Research Paper Volume 5, Issue 1 pp 67—83
Peroxisomal catalase deficiency modulates yeast lifespan depending on growth conditions
- 1 Molecular Cell Biology, Groningen Biomolecular Sciences and Biotechnology Institute (GBB), University of Groningen; Kluyver Centre for Genomics of Industrial Fermentation, 9700CC Groningen, The Netherlands
Received: November 6, 2012 Accepted: January 17, 2013 Published: January 19, 2013
https://doi.org/10.18632/aging.100519How to Cite
Abstract
We studied the role of peroxisomal catalase in chronological aging of the yeastHansenula polymorpha in relation to various growth substrates. Catalase-deficient (cat) cells showed a similar chronological life span (CLS) relative to the wild-type control upon growth on carbon and nitrogen sources that are not oxidized by peroxisomal enzymes. However, when media contained methylamine, which is oxidized by peroxisomal amine oxidase, the CLS of cat cells was significantly reduced. Conversely, the CLS of cat cells was enhanced relative to the wild-type control, when cells were grown on methanol, which is oxidized by peroxisomal alcohol oxidase.
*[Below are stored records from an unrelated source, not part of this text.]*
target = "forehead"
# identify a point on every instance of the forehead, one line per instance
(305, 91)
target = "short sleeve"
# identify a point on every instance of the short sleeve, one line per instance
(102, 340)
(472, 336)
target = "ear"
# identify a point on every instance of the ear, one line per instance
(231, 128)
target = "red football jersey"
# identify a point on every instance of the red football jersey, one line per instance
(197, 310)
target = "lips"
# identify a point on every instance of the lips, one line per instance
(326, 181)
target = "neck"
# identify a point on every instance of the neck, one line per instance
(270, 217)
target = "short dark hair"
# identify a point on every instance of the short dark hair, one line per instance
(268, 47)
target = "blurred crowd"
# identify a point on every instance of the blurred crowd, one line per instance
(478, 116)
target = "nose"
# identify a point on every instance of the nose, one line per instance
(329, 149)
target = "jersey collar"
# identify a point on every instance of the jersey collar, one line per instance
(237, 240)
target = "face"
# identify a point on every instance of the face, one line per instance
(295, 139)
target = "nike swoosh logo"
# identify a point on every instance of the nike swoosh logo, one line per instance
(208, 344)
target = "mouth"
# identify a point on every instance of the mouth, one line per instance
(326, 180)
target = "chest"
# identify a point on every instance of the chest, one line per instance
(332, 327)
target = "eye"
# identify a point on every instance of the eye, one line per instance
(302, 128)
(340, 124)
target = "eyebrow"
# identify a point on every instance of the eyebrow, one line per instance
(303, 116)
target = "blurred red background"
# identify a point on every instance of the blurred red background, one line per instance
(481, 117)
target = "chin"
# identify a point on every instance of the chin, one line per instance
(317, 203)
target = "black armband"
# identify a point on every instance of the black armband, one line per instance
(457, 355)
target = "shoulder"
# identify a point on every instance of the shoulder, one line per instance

At these conditions strongly enhanced ROS levels were observed during the exponential growth phase of cat cells. This was paralleled by activation of the transcription factor Yap1, as well as an increase in the levels of the antioxidant enzymes cytochrome c peroxidase and superoxide dismutase. Upon deletion of the genes encoding Yap1 or cytochrome c peroxidase, the CLS extension of cat cells on methanol was abolished. These findings reveal for the first time an important role of enhanced cytochrome c peroxidase levels in yeast CLS extension.